No Certification Guarantee. The submission of an application, engagement of an advisory firm, or completion of a gap assessment does not guarantee that any certification will be awarded. Certification decisions are made by independent certification bodies, C3PAOs, and accreditation organizations based on their assessment of Ariana Nexus's controls.
Advisory Firm Independence. Ariana Nexus's compliance advisory firm provides guidance, readiness assessment, and documentation support. The advisory firm does not issue certifications. Certification audits are conducted by independent, accredited certification bodies that are separate from the advisory firm, consistent with auditor independence requirements.
Interim Assurance. Evidence packages, security questionnaire responses, and Trust Center documentation provided before formal certification represent Ariana Nexus's self-reported control descriptions.

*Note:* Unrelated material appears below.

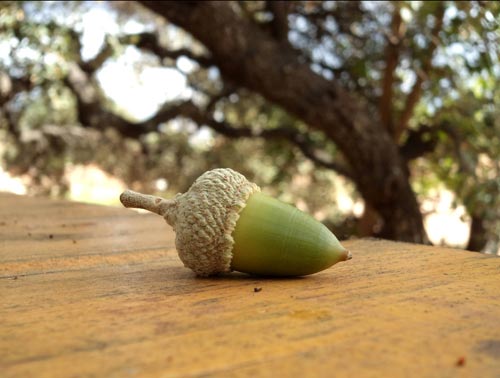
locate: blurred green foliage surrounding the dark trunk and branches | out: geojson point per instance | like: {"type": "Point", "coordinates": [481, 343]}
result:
{"type": "Point", "coordinates": [343, 41]}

They have not been independently audited unless stated otherwise. Clients should evaluate this information in the context of their own risk assessment and due diligence requirements.
Roadmap Items. All roadmap milestones are forward-looking statements, not binding commitments. Ariana Nexus reserves the right to modify, defer, or reprioritize certifications at its sole discretion.
Limitation of Liability. TO THE MAXIMUM EXTENT PERMITTED BY APPLICABLE LAW, ARIANA NEXUS'S TOTAL AGGREGATE LIABILITY FOR ALL CLAIMS ARISING OUT OF OR RELATED TO CERTIFICATION STATUS, AUDIT RESULTS, OR COMPLIANCE POSTURE SHALL NOT EXCEED THE AMOUNTS SET FORTH IN THE APPLICABLE ENGAGEMENT AGREEMENT, OR, WHERE NO ENGAGEMENT AGREEMENT EXISTS, ONE HUNDRED DOLLARS ($100). ARIANA NEXUS SHALL NOT BE LIABLE FOR ANY INDIRECT, INCIDENTAL, SPECIAL, CONSEQUENTIAL, PUNITIVE, OR EXEMPLARY DAMAGES ARISING FROM OR RELATED TO CERTIFICATION TIMELINES, AUDIT OUTCOMES, OR THE ABSENCE OF ANY SPECIFIC CERTIFICATION. NOTHING IN THIS SECTION SHALL LIMIT OR EXCLUDE ARIANA NEXUS'S LIABILITY FOR: (A) FRAUD OR FRAUDULENT MISREPRESENTATION; (B) DEATH OR PERSONAL INJURY CAUSED BY NEGLIGENCE; OR (C) ANY OTHER LIABILITY THAT CANNOT BE EXCLUDED OR LIMITED BY APPLICABLE LAW, INCLUDING BUT NOT LIMITED TO LIABILITY UNDER THE UK UNFAIR CONTRACT TERMS ACT 1977, THE UK CONSUMER RIGHTS ACT 2015, OR GDPR.
Dispute Resolution. Any dispute arising out of or relating to this page shall be subject to the dispute resolution provisions in the Terms of Use, Section 18.
This page is provided for informational purposes and does not constitute a warranty, guarantee, or binding commitment regarding Ariana Nexus's certification status or audit outcomes. Certification timelines and targets are subject to change. Nothing in this page shall be construed as a waiver of any right, defense, or immunity available to Ariana Nexus under applicable law.